1. ## physics help...

"A hockey puck on a frozen pond with an initial speed of 16.3 m/s stops after sliding a distance of 220.5 m. Calculate the average value of the coefficient of kinetic friction between the puck and ice."

-i thought i knew what to do, it seemed simple enough. i found the deceleration, speed divided by time (time=distance divided by speed). And then it should be deceleration divided by gravity?(f=uN) i get the wrong answer so obviously not. am i doing something wrong??

2. Once it starts sliding, the only force acting on the puck is friction so:
$F = F_{fr} \ \iff \ m\vec{a} = \mu F_{N}$ where $F_{N}$ is the normal force

So first find the deceleration of the puck: $\vec{v}^{\ 2}_{f}= \vec{v}^{\ 2}_{i} + 2\vec{a}\vec{d}$ - You have the final velocity (it's stops!), the initial velocity, and its distance.

So after solving for $\vec{a}$, use the equation from the first line:
$\begin{array}{rcl} m\vec{a} & = & \mu F_{N} \\ m\vec{a} & = & \mu (mg) \end{array}$

3. Originally Posted by sarabolha
"A hockey puck on a frozen pond with an initial speed of 16.3 m/s stops after sliding a distance of 220.5 m. Calculate the average value of the coefficient of kinetic friction between the puck and ice."

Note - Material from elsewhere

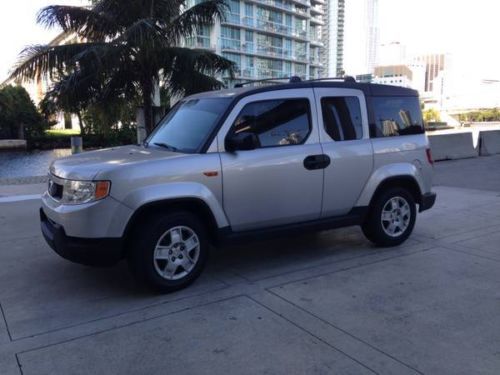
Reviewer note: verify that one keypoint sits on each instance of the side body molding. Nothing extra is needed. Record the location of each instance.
(383, 173)
(177, 190)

-i thought i knew what to do, it seemed simple enough. i found the deceleration, speed divided by time (time=distance divided by speed). And then it should be deceleration divided by gravity?(f=uN) i get the wrong answer so obviously not. am i doing something wrong??
You need to find $\mu_k$

If you draw a free body diagram, you should get something like this:

To find acceleration, use the kinematic equation $v_f^2=v_i^2+2a(x_f-x_i)\implies 0=(16.3)^2+2a(220.5)\implies a=-.6~\tfrac{m}{s^2}$

Now let's do a FB analysis:

$\sum F_x=ma$:

Thus, $-F_{fr}=ma$

$\sum F_y=0$:

Thus, $N-mg=0\implies N=mg$

Therefore, $-F_{fr}=ma\implies -\mu_kN=ma\implies -\mu_kmg=ma\implies \mu_k=-\frac{a}{g}$ $\implies\mu_k=-\frac{-.6~\frac{m}{s^2}}{9.8~\frac{m}{s^2}}\implies \color{red}\boxed{\mu_k\approx 0.06}$

Does this make sense?

--Chris

4. ah that was too easy i'm embarrassed. but you explained it very very well, thanks!!